Another tangent, my mom went to the shelter to get a dog, she picked out a Very Young Puppy. The puppy got spayed. The puppy got sick. Got parvo. Got coccidia. Went to the emergency vet multiple times, got better, Got sick again, went back to the emergi vets. Now $1100 dollars later the pup is healthy and my mom loves her. THIS is not a story about shelter dogs vs purebred dogs. But about having a Healthy puppy vs an unhealthy one who had a very poor start in life.


----------



## Rowdy (Sep 2, 2007)

If you've found a good breeder you're getting more than just a dog. You're getting someone you can call/email with questions or concerns, someone who can help you with questions about your dog. A good breeder can be invaluable to you in the future. Because of that, I wouldn't try to negotiate a price. I feel that the price reflects getting a dog plus a mentor. 

FWIW we didn't ask the price of either Toby or Cameron before we decided to take them.


----------



## sizzledog (Nov 23, 2008)

NRB said:


> A Very Famous and thus Very Expensive Artist (a Japanese potter who was also a National Treasure) was decorating one day and a patron was there to watch him work. the artist took time and care to ponder his blank canvas, an undecorated pot and then with a rapid movement he placed the glaze in a random pattern. The patron exclaimend you charge $900.00 for a seconds worth of work! The artist replied, "That took me 60 years AND one second to make."


What a great story, I'll be sure to remember this one!


----------



## JohnnyBandit (Sep 19, 2008)

looneyfish said:


> I am now getting in touch with Border Terrier breeders and have heard some big swings in price.
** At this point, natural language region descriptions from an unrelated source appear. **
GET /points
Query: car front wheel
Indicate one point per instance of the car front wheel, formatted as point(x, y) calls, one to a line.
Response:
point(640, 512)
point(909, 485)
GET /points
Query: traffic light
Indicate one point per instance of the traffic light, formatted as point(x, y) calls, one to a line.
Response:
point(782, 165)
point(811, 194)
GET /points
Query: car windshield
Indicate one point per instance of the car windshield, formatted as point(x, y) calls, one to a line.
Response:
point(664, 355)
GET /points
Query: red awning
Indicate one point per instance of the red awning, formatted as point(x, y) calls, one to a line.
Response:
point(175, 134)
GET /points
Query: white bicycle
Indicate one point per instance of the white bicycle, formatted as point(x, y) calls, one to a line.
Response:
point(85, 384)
My husband does not want to pay a ton for a family pet. It isn't that we don't have the money, he just doesn't want to pay it. Is offering $1,000 when the breeder wants $1,300 a really bad idea? I hate negotiating over a living thing. It just feels so wrong and makes me very uncomfortable.
> 
> We are willing to go up, but he wants that to be the first offer.
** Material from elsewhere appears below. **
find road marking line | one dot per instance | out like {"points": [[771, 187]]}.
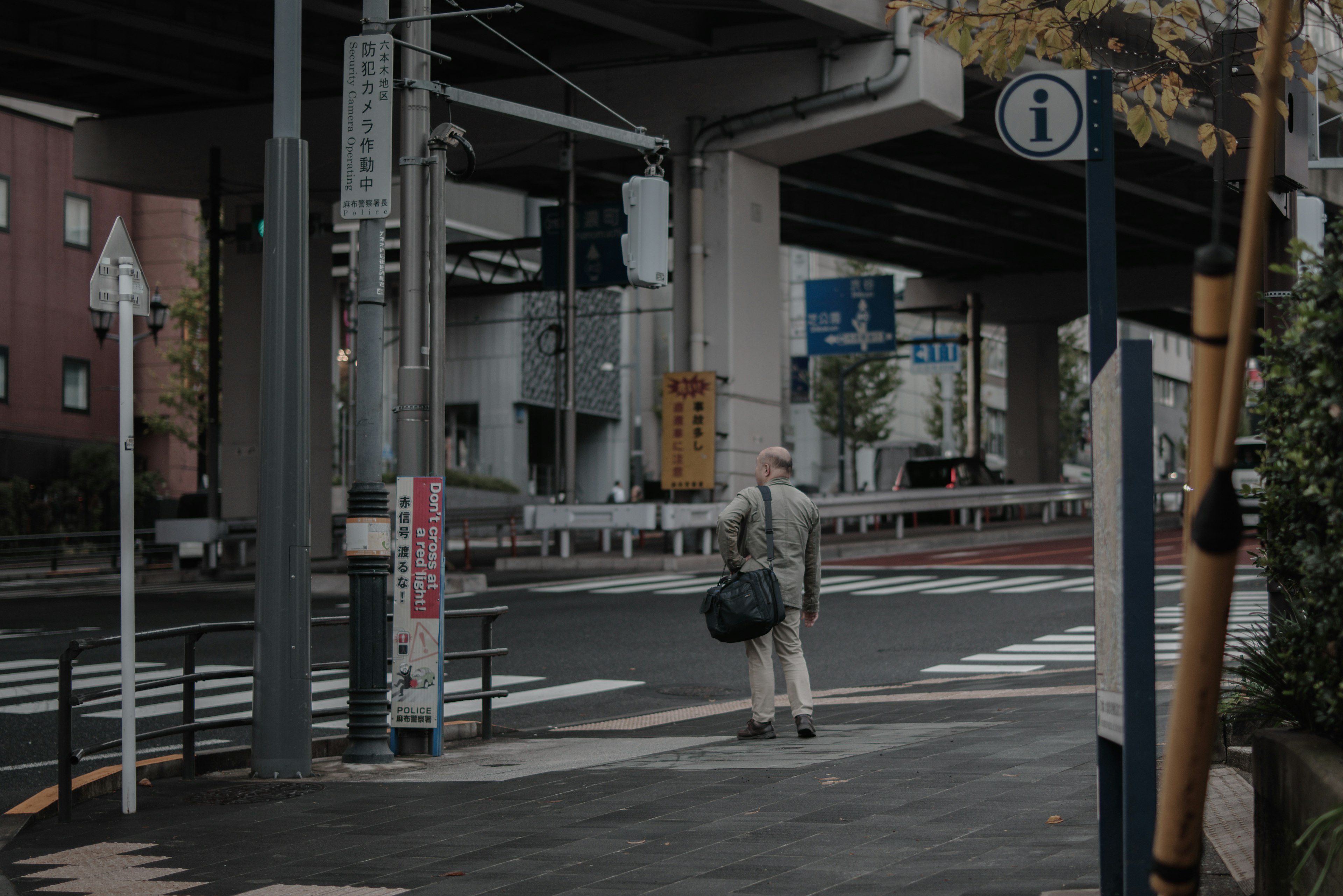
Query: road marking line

My first thought is why would you want to? If they are a quality breeder and you want a puppy and can afford it, pay the price.
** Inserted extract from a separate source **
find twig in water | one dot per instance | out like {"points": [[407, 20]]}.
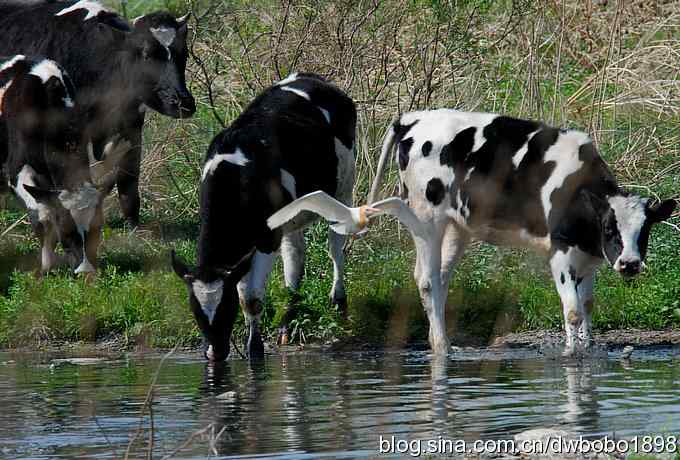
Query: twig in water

That being said there are a few different scenarios that might be different.

If you are purchasing a puppy from an upcoming litter or purchasing an 8 week old puppy from a litter on the ground, pay the price and don't negotiate.

If you are looking at an older puppy or young adult that was held back for show or some other purpose but is now for sale, then you might negotiate some.


----------



## NRB (Sep 19, 2009)

sizzledog said:


> What a great story, I'll be sure to remember this one!


Sizzledog. I'm glad ya liked it. The artist/potters name was Shoji Hamada. Here is his Wikipedia entry.
http://en.wikipedia.org/wiki/Shōji_Hamada

And I probably got the details of the story wrong (ie it was really a $500 dollar pot or whatever) but the story itself was true.


----------